Mit Trump respektvoll im Dialog, aber mit Bestimmtheit umgehen
Wie soll man nun mit der Administration Trump am besten umgehen um gute außenpolitische Ergebnisse zu erzielen? Auf diese Frage, hatte Lindsay eine klare Antwort: „Indem man ihr mit Respekt, Dialog und Bestimmtheit begegnet“, lautete seine Empfehlung. Soweit man weiß, reagiere Trump sensibel darauf, wie man mit ihm umgeht. Den Dialog solle man trotz aller Differenzen nie abbrechen lassen. Und für Europäer besonders wichtig: Geschlossen an den gemeinsamen Zielen festhalten und nicht auseinanderdividieren lassen. So könne man die besten Ergebnisse erreichen.
Aktuelle Herausforderungen für die US-Außenpolitik sah Lindsay vor allem in den Fragen zu Nordkorea, Syrien und dem Iran, sowie im Aufstieg Chinas. Längerfristig müssten sich die USA aber auch stärker zu anderen Entwicklungen Gedanken machen: etwa dem technologischen Fortschritt und seinen Auswirkungen auf die Außenpolitik; der immer komplexeren Verknüpfung der gesamten Welt; und der Zerbrechlichkeit des globalen Handelssystems.
„Make America great again“ ist eine unrealistische Nostalgie
Wie das liberale und demokratische Weltsystem wieder gestärkt werden könnte, ist ein weiterer wichtiger Bereich für den US-Experten. Der Historiker Ash sah mit Donald Trumps Slogan „Make America great again“ dafür keine brauchbare Vision in Sicht. „Die Leute denken dabei an die 1950er Jahre, als die USA wirklich dominierten. Sie vergessen dabei, dass die USA damals auch für 50 Prozent des Welt-Brutto-Inlandsproduktes verantwortlich waren. Das war einmal, wird aber nie wiederkommen“, so Ash. Was die USA laut dem Historiker bräuchten, wäre wieder eine langfristige, vorwärts gerichtete und positive Vision davon, wie die USA sein möchten – und keine rückwärtsgewandte Nostalgie.
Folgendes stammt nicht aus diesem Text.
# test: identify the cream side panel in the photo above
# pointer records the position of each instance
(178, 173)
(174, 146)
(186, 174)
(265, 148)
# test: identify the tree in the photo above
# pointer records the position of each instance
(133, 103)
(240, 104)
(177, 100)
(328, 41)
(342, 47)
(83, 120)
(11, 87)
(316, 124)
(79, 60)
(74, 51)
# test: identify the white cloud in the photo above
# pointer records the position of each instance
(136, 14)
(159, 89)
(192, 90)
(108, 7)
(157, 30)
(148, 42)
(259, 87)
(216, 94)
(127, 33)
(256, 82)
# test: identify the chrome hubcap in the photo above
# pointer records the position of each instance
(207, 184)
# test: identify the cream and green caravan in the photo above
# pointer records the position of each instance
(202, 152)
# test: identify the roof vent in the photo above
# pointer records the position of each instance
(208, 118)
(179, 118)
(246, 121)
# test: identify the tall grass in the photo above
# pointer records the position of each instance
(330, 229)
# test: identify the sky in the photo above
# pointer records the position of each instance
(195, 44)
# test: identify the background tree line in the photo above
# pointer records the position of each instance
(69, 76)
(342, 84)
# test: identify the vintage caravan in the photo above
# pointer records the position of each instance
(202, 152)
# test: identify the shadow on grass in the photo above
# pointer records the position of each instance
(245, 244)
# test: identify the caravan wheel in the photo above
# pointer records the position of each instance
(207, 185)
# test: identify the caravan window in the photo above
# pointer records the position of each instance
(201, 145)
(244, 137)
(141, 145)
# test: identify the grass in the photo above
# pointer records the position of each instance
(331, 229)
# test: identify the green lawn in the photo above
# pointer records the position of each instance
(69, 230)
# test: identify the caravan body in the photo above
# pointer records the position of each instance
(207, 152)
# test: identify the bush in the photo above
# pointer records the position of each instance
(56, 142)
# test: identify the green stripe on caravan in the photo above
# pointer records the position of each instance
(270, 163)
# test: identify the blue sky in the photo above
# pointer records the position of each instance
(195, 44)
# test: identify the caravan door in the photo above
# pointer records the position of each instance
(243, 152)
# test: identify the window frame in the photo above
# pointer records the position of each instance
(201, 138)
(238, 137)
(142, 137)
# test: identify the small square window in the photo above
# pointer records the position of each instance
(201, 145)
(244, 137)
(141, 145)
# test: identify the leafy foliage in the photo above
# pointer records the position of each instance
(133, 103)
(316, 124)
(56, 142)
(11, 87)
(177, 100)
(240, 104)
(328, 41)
Die Nordkoreaner wissen genau, was sie wollen
Eine der härtesten Entscheidungen, die auf Trump zukommt, ist, wie die USA mit Nordkorea umgehen sollen. Dabei hat man im Westen oft eine falsche Vorstellung vom Regime in Pjöngjang, bemerkte James Lindsay: „Kim ist nicht verrückt und die Nordkoreaner wissen genau, was sie tun“. Ihnen sei klar, dass die USA nicht militärisch auf der Halbinsel intervenieren werden, da dies enorme Menschenopfer kosten würde. Die nordkoreanische Politik ziele daher darauf ab, die engen militärischen Beziehungen zwischen Südkorea, Japan und den USA zu sprengen. Diese beiden Länder sehen die Nordkorea-Frage als zentral für ihre Sicherheit. Aber auch ihnen ist bewusst, dass die USA nicht militärisch eingreifen wollen – deshalb müssten sie nach Alternativen zum Sicherheitsangebot durch die USA suchen.
„Welche Entscheidung Trump auch fällen wird. Es ist eine harte Entscheidung. Denn die Kosten dieser Entscheidung sind – egal ob die USA etwas machen oder einfach abwarten – enorm“, zeigte sich der Sicherheitsexperte Lindsay abschließend überzeugt.